Defendants bottom their alleged privilege only upon the contention that to proceed with post-judgment discovery may tend to work a forfeiture upon their estates. There is no contention that they are in danger of incriminating themselves. The cases upon which they rely, however, relate only to the incriminating portion of the privilege and the important policy and constitutional implications of that privilege. See Mallin v. Mallin, 227 Ga. 833, 183 S.E.2d 377 (1971); Busby v. Citizens Bank, 131 Ga.App. 738, 206 S.E.2d 640 (1974); and Townsend v. Northcutt, 121 Ga.App. 230, 173 S.E.2d 470 (1970).

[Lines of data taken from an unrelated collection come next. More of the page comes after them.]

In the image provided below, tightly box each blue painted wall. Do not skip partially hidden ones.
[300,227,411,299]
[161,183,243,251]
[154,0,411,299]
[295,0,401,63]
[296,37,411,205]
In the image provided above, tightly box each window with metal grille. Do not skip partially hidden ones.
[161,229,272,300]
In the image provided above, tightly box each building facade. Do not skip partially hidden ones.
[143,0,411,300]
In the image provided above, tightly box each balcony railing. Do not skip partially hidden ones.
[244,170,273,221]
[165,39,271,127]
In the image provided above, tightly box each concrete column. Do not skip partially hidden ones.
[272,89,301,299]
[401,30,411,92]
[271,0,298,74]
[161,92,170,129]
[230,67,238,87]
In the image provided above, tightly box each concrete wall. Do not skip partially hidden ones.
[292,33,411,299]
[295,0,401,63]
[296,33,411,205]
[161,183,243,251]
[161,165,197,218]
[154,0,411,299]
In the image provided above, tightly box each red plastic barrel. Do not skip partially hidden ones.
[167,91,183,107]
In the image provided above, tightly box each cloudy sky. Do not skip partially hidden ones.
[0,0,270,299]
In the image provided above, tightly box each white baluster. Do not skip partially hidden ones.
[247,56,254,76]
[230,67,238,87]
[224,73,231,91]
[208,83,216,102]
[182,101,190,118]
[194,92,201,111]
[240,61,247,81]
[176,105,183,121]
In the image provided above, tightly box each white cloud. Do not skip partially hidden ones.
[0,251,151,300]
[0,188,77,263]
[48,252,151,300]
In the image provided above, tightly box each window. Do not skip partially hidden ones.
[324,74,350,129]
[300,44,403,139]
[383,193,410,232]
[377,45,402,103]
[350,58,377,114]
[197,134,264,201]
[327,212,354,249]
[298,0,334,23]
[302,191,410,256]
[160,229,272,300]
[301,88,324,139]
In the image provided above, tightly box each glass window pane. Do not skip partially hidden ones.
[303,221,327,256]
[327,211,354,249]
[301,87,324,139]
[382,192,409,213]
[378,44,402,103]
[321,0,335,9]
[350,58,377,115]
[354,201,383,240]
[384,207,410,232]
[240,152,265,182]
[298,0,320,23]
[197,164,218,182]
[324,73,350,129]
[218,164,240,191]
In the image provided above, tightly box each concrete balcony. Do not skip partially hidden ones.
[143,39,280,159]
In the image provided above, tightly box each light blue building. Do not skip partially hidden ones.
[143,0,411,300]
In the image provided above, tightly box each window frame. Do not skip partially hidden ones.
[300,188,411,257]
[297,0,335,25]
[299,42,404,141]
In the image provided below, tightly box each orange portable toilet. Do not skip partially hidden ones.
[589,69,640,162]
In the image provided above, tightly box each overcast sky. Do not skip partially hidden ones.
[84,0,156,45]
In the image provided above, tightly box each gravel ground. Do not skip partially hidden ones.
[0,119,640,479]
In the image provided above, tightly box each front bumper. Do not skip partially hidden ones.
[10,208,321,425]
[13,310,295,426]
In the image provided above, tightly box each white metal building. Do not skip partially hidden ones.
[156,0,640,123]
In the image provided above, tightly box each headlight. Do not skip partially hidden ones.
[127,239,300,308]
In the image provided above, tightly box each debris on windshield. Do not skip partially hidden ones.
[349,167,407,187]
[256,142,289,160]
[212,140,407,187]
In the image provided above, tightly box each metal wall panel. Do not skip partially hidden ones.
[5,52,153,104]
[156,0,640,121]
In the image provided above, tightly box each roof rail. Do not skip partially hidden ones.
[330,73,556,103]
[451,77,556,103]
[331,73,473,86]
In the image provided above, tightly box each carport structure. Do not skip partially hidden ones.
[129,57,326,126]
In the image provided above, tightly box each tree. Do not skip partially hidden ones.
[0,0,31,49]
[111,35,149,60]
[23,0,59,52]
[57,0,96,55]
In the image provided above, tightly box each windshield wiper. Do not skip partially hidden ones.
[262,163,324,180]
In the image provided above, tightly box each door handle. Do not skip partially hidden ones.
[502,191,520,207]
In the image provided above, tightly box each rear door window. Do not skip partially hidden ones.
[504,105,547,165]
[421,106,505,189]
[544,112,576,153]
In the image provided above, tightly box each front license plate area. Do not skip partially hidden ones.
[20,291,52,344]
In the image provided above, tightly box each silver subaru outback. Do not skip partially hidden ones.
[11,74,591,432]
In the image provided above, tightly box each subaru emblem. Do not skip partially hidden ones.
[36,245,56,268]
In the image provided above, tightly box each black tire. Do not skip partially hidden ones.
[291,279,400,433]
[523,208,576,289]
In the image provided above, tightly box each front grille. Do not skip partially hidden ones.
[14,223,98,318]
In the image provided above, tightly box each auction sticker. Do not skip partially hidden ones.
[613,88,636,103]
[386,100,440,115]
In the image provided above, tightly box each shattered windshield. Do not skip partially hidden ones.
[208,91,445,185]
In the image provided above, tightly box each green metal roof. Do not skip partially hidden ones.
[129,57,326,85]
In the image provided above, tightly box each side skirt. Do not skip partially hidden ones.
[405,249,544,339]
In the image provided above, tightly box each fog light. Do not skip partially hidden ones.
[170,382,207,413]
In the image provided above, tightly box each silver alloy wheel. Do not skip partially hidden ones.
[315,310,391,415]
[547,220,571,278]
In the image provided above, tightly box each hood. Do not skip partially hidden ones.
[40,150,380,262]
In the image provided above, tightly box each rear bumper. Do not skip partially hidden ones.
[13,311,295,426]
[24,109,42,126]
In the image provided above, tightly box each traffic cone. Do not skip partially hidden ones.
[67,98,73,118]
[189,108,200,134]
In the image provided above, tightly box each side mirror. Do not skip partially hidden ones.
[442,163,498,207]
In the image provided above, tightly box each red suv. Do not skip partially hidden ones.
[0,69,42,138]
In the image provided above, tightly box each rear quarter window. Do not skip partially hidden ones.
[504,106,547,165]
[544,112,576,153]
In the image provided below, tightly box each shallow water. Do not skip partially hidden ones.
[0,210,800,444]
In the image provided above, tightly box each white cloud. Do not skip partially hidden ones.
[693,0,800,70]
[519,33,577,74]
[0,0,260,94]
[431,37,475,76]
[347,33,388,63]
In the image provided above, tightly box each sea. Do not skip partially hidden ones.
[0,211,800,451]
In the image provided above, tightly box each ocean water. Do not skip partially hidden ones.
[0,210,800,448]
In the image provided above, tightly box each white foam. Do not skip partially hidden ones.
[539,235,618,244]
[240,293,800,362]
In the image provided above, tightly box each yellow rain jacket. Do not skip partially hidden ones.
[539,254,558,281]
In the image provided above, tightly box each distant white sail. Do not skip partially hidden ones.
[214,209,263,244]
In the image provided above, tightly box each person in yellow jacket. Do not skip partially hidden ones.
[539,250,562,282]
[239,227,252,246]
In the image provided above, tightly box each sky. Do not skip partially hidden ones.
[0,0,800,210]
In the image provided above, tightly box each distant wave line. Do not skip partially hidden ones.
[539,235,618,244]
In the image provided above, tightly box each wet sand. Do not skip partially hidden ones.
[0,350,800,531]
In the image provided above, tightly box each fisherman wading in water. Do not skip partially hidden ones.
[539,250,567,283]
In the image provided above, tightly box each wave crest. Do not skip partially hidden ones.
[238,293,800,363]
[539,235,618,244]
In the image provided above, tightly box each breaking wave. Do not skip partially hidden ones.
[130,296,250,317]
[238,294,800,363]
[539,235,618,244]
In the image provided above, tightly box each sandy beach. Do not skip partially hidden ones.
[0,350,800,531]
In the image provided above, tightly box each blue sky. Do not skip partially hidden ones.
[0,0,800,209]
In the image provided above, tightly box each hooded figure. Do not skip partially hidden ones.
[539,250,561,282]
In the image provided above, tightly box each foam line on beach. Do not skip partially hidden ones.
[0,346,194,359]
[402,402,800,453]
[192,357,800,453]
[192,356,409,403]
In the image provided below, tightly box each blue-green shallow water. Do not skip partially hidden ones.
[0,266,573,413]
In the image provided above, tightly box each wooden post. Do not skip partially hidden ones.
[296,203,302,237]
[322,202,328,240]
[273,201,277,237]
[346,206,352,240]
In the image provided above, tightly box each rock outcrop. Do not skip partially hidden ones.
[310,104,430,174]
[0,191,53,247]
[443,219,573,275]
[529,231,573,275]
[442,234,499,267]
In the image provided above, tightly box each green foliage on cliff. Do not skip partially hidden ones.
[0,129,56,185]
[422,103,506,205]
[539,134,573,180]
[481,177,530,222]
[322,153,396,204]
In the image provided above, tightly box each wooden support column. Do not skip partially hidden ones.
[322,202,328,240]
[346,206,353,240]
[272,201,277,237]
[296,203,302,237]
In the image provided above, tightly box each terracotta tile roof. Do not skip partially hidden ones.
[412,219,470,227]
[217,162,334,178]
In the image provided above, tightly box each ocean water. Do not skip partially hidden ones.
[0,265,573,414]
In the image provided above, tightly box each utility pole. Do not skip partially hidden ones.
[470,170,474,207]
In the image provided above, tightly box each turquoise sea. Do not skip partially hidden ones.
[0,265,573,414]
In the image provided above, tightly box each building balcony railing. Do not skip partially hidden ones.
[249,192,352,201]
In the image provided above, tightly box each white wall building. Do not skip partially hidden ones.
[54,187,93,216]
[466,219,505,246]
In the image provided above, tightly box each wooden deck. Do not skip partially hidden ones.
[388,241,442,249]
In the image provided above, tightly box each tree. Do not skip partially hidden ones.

On the other hand, Georgia courts have specifically held that § 38-1205, or its predecessor statute, does not protect a person from answering financial questions on post-judgment discovery because such answer *4 may tend to work a forfeiture of a person's estate. Plunkett v. Hamilton, 136 Ga. 72, 70 S.E. 781 (1911); Aldridge v. Mercantile National Bank, 132 Ga.App. 788, 209 S.E.2d 234 (1974). In Plunkett, the Court rejected an argument similar to the one advanced by defendants here on the ground that there would be no forfeiture by law resulting from any answers. It is clear that any forfeiture in the instant case would not result from the answering of the questions or production of documents, but rather, as a result of the judgment already entered by this Court. Any other interpretation of this privilege would make the Georgia post-judgment discovery rules meaningless. Plaintiff may ask any question which seeks information which would lead to any property or holdings of defendants. Bradley v. Coach & Six Restaurants, Inc., 112 Ga.App. 278, 145 S.E.2d 55 (1965).

Accordingly, the Court finds no grounds upon which defendants may refuse to submit themselves to post-judgment discovery directed toward their financial assets. Therefore, plaintiff's motion to compel is GRANTED and defendants' motion for a protective order is DENIED. Defendants should make themselves available for deposing by plaintiff within fifteen (15) days of the date of this order. In addition, they should make available for inspection by plaintiff those documents listed on the subpoenas previously served upon defendants. A ruling upon plaintiff's request for attorney's fees and reasonable expenses pursuant to Rule 37 is reserved.

IT IS SO ORDERED.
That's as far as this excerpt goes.